An elephant pulls a teak log in a logging camp in Pinlebu township, Sagaing, northern Burma, in this picture taken March 6, 2014.
Soe Zeya Tun—Reuters

Some 5,000 elephants are used in Burma’s timber industry. When logging stops, they’ll either be left to fend for themselves in the wild or else slaughtered for their hides and tusks


Modern Burmese history was built on teak, which is to say it was built on the backs of elephants. The British quickly saw teak’s potential after colonizing Burma in 1824, and realized that hitching an elephant to a two-ton log was the only way of getting timber from where it was felled to the nearest waterway, and floating it to mill and market.


It was arduous work, with malaria and anthrax decimating man and behemoth. But fortunes were made and the timber helped shape the world map by being the stuff from which the British imperial fleet was fashioned. Teak remained vital after Burma’s independence in 1948. It was the second highest source of legal foreign exchange and exports for the military dictatorship, earning the junta hundreds of millions of dollars a year.


Last year, in the land that is now officially known as Myanmar, total timber exports surpassed 1.24 million cubic tons and generated more than $1 billion in revenue, of which teak alone earned $359 million. From Tuesday, however, the new quasi-democratic government is banning the export of round logs and slashing its total logging quotas. The plan is to stimulate a domestic milling and carpentry industry and protect already plundered forest, which plummeted from 58% of total land in 1990 to 47% in 2010, according to government figures.


But while applauded in many environmental quarters, this move will likely spell disaster for the more than 5,000 elephants and their oosi, or handlers, who rely on this trade. Sixty percent of Burma’s timber industry still depends on elephants — not only for their tremendous strength but for their ability to haul huge logs with minimal damage to the surrounding forest.


Currently, 2,851 of these working animals belong to the state-run Myanmar Timber Enterprise (MTE), while around 2,700 belong to private firms involved in logging, says Tin Win Maw, who founded Green Valley Elephant Camp in Shan State for retired timber elephants.


After some 25 years backbreaking toil, “some have health problems — cardiac problems or eye problems — and we decide they are not suitable to work any longer,” she tells TIME. The government has camps for retired elephants, but “they don’t have enough resources” and need to “give more supplementary treatments” for elephants that fall ill.


In the wake of the April 1 logging ban, and with nowhere else to go, many timber elephants may be released into the wild, but “because of deforestation there are not enough habitats for them,” the campaigner adds. Competition for land and food will likely bring them into conflict with humans; in India, parallel pressures see up to 300 people killed each year from marauding elephants.

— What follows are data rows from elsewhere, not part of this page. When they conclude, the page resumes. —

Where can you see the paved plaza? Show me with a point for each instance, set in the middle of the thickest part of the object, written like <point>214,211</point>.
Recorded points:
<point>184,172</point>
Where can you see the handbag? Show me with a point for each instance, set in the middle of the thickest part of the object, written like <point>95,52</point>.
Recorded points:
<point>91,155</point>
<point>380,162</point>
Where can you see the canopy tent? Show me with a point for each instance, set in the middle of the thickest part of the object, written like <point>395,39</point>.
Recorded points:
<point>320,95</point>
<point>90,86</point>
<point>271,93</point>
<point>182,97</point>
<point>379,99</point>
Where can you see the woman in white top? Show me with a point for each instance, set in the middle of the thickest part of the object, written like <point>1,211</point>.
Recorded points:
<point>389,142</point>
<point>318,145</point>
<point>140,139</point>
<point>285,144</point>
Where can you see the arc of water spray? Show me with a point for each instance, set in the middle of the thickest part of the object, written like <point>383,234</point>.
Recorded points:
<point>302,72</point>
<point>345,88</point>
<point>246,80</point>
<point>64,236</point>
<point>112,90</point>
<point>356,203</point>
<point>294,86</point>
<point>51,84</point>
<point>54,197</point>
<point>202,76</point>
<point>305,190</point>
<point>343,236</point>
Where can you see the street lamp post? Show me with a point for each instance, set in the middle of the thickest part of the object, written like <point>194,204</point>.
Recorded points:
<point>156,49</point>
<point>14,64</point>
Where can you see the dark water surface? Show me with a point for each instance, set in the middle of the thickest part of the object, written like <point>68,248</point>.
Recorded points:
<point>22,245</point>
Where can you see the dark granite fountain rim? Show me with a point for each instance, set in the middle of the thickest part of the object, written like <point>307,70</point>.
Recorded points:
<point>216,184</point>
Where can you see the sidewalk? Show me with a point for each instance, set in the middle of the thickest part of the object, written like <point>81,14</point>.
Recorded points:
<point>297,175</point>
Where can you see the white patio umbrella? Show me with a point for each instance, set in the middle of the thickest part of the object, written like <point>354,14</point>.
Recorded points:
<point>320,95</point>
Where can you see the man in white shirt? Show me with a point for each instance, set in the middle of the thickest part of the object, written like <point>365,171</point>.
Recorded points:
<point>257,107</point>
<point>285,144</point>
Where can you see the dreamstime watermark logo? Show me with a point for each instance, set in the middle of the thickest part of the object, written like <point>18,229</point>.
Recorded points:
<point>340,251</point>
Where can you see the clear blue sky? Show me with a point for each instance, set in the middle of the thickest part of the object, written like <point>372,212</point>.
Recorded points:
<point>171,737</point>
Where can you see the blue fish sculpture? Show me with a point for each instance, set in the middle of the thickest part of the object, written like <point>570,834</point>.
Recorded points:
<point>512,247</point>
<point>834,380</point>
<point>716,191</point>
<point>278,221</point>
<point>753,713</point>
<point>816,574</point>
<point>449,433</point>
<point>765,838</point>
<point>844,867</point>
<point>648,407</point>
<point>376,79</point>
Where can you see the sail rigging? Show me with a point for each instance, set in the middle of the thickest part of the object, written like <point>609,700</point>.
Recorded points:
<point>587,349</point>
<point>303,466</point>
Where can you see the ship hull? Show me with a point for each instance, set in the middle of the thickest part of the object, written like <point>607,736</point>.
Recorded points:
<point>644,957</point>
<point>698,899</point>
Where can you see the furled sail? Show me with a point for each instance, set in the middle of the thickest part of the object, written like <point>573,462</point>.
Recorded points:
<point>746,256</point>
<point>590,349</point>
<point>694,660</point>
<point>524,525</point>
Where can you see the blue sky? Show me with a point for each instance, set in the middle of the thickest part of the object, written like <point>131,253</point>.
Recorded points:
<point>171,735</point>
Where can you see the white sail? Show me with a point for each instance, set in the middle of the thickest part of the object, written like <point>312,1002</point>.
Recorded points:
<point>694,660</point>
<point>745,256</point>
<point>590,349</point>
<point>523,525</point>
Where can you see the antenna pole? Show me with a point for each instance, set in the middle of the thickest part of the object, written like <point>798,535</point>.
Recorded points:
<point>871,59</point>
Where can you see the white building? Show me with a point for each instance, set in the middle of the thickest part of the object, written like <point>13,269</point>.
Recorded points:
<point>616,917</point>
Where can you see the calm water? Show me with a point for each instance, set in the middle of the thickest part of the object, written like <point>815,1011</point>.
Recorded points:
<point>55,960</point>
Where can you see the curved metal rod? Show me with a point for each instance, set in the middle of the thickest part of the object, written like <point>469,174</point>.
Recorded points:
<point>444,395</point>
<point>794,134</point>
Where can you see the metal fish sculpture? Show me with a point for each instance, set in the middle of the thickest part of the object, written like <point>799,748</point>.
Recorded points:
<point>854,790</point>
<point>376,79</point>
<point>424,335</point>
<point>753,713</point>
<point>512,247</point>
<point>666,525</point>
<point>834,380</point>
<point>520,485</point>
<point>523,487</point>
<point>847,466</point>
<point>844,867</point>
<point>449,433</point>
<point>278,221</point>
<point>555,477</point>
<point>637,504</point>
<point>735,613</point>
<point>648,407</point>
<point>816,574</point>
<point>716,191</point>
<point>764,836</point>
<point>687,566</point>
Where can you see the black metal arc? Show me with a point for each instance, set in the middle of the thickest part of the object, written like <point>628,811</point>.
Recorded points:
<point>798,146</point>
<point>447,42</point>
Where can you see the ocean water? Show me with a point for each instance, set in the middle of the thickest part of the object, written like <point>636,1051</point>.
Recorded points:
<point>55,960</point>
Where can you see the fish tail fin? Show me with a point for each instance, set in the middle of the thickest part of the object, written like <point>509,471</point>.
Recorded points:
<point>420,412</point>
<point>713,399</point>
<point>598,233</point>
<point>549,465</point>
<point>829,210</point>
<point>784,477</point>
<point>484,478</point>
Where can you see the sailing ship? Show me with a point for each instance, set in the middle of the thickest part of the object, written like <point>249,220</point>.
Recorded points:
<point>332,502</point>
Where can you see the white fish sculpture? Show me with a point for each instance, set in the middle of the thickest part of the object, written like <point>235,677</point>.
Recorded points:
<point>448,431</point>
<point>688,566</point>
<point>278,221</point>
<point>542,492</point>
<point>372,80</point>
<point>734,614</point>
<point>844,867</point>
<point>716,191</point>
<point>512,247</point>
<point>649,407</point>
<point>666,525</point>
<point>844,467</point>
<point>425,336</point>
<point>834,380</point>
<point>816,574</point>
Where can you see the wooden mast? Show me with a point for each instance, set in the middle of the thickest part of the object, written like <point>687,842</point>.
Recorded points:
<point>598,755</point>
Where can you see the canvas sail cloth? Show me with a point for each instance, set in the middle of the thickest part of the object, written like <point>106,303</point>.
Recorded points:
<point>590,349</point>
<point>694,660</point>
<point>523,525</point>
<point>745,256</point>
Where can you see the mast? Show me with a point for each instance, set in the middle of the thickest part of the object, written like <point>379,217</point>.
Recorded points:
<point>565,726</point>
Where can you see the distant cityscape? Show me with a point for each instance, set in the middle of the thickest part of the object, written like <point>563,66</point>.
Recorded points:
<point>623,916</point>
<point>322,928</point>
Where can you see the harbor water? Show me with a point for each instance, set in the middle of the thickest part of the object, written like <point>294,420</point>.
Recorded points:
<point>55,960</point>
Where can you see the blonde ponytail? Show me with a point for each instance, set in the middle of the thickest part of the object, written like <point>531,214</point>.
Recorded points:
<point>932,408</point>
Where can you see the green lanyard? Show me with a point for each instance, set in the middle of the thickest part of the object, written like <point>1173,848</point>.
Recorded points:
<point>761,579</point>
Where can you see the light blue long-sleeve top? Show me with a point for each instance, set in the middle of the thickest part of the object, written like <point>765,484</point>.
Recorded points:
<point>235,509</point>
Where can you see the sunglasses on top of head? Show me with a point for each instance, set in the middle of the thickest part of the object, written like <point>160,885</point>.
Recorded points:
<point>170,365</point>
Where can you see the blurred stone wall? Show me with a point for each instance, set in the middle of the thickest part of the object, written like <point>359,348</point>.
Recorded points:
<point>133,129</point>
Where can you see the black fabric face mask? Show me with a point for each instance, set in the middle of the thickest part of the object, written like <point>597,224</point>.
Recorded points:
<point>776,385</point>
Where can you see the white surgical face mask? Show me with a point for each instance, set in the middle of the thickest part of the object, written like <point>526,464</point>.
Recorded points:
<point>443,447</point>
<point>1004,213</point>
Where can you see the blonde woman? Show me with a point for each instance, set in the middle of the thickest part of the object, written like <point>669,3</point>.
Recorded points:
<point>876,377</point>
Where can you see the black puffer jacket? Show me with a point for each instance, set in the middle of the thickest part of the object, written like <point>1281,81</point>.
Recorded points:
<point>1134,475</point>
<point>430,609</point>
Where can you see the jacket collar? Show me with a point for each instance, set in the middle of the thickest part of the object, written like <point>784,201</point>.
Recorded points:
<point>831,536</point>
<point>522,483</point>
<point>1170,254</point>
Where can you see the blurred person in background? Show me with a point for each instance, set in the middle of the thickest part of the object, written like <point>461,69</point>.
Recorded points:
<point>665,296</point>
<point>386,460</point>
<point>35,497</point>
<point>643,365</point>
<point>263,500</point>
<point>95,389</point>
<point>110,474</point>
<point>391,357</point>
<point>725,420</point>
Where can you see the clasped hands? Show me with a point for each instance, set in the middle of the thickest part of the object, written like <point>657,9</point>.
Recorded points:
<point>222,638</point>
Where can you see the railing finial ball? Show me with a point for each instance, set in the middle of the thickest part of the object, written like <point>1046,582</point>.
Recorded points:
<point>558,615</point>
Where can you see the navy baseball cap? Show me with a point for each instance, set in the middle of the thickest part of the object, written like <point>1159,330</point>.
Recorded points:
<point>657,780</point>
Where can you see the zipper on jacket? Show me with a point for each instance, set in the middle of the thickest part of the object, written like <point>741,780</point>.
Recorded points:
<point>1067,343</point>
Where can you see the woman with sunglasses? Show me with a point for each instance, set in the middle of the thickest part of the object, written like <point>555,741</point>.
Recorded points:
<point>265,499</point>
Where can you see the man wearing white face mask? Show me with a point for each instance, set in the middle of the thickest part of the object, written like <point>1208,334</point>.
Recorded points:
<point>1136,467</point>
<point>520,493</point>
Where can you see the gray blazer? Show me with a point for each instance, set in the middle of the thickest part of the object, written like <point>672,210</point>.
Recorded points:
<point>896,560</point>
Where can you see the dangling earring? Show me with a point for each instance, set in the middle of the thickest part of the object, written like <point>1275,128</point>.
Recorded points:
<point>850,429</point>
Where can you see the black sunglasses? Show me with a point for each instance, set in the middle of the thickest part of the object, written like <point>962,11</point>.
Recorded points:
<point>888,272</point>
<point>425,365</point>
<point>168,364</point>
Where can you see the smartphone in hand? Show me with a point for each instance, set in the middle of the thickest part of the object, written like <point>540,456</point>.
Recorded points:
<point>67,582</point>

If not set free, elephants risk being slaughtered for their precious ivory or hides. Many could also be smuggled across the border to Thailand and put to work in the tourism industry, where animal abuse is rife. Still others could used in Burma’s illegal timber trade, which in fact accounts for the great majority of the business.


According to report released last week by a green nonprofit, the Environmental Investigation Agency, nearly three-quarters of all Burmese logs were smuggled across the border through illicit export deals between 2000 and 2013. (Most of these were harvested from inferior or juvenile trees, however — the best timber is sold through legitimate dealers in Rangoon.) “Sometimes there are a thousand trucks each day going into China with teak, and years ago it was even more than that,” says Bob Steber, managing director of Singapore-based Ginnacle Import Export, who has dealt in teak for more than four decades.


The fear is that banning legal Burmese timber exports will cause this unregulated sector to grow even more. Plantation teak now exists as far afield as Indonesia, Africa and the Caribbean, but typically grows quickly due to overly wet climates, and so is comparatively soft and liable to crack. The best Burmese teak, by contrast, is richer in natural oils and dries out for around eight or nine months of the year, sometimes taking up to 20 years for one inch of growth. “For the real good teak there’s only one thing, and that’s the Burma teak,” says Steber.


While plantation teak is adequate for garden furniture, picture frames and assorted curios, natural teak is essential for luxury yachts, as the oils repel water and keeps the wood from cracking. “And teak has silica — sand — in it so you don’t slip and fall when its wet,” says Steber. “It really is amazing.”


Burma is estimated to have half of all the world’s natural teak, and is the only country where it can still be felled. Last year, nearly 400,000 cu m of teak were felled and exported — three quarters of global supply — but the proposed cut in quotas for 2014 means that just 80,000 cu m will be felled across all grades this year. “There is no doubt the prices will rise dramatically but total supply is still very much in doubt,” says Shannon Rogers, of Philadelphia timber company J. Gibson McIlvain.


So is the future of Burma’s elephants, upon which so much of the country’s wealth has been founded.